Living Your Questions

Finding One’s Joy through Painting

This grant to Turning Point: The Center for Hope and Healing, which serves the Kansas City metro area, illustrates MetaCancer’s commitment to creative expression as a way to improve the lives of people living with metastatic cancer. In this case, Turning Point hosted several sessions of a program titled “Living Your Questions Now: Finding One’s Joy through Painting.” The sessions were facilitated by Cindy Molini, M.A., co-founder of the nonprofit Center for Expressive Arts, and Dan Carrel, Ph.D., an artist who is the director of the Center’s Artists in Residence Program.

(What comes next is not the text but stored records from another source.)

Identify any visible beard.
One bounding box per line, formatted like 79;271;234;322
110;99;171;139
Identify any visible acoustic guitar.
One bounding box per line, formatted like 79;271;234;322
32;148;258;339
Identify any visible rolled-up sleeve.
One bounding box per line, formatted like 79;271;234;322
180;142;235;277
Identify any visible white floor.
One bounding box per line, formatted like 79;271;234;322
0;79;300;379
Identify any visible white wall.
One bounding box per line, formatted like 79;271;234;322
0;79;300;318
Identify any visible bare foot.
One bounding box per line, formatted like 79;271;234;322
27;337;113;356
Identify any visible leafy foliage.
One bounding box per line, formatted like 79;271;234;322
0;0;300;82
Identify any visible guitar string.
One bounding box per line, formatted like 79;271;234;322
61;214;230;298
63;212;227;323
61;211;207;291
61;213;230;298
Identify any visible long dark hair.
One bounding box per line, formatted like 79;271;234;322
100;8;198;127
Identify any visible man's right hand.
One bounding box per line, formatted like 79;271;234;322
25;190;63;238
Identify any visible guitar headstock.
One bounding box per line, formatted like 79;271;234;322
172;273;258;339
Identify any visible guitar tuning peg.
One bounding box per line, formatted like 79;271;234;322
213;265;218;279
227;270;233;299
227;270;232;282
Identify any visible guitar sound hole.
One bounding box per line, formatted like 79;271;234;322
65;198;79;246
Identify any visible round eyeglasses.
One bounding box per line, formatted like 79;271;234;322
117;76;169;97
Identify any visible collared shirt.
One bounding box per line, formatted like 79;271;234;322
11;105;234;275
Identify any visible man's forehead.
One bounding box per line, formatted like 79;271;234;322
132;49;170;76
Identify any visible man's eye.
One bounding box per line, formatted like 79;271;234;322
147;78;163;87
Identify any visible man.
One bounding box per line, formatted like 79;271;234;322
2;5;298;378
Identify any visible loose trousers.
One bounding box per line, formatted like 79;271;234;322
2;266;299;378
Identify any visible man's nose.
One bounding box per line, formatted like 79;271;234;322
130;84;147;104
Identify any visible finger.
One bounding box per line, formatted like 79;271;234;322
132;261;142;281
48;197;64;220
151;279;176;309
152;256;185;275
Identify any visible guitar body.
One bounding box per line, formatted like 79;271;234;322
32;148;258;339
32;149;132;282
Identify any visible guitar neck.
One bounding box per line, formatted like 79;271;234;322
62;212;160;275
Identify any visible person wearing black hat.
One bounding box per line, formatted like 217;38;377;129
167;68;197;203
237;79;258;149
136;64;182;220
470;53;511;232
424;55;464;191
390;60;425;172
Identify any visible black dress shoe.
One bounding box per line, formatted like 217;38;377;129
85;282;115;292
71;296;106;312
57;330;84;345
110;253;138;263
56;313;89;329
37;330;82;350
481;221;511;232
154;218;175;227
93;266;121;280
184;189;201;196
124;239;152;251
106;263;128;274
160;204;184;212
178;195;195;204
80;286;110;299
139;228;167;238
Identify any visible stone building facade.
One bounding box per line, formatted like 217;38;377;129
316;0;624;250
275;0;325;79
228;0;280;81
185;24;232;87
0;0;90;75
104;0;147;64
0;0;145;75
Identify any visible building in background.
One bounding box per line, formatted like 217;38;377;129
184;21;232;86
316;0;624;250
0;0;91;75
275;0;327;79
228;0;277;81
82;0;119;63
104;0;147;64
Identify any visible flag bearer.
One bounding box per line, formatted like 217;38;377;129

“Living Your Questions Now: Finding One’s Joy Through Painting” uses a painting process developed by Carrel, emphasizing the notion of chaos as a starting point. Making meaning out of chaos becomes the underlying metaphor for negotiating the world, particularly when faced with metastatic cancer. Participants learn how to literally see patterns in the chaos. The process does not require prior artistic training, but assumes that all people have the capacity to recognize these underlying patterns. Some painting techniques are minimally employed, but the clear emphasis is upon joyful discovery of one’s innate ability. The journaling aspect of the process is facilitated by Molini and uses various prompts from literature, organized around themes such as “Dealing with Chaos” and “Finding Peace in the Present Moment.”

Comments from participants:

  This experience of learning to paint a landscape has been quite an eye-opener. I didn’t think I could do this. Now, I realize, I need to do more things like this. I felt better once we got started. I forgot about my own stuff for awhile. I also learned so much from the experiences of others.
  I really liked the painting and hand-outs together. I liked reading the poetry pieces out loud and then hearing what others had to say. This was a good way to get us relaxed before starting to paint.
  I loved this class. I loved the people. We all share many of the same hopes and fears. Even though I came to class tired—especially after treatment that day—I usually found that I was energized by just being here.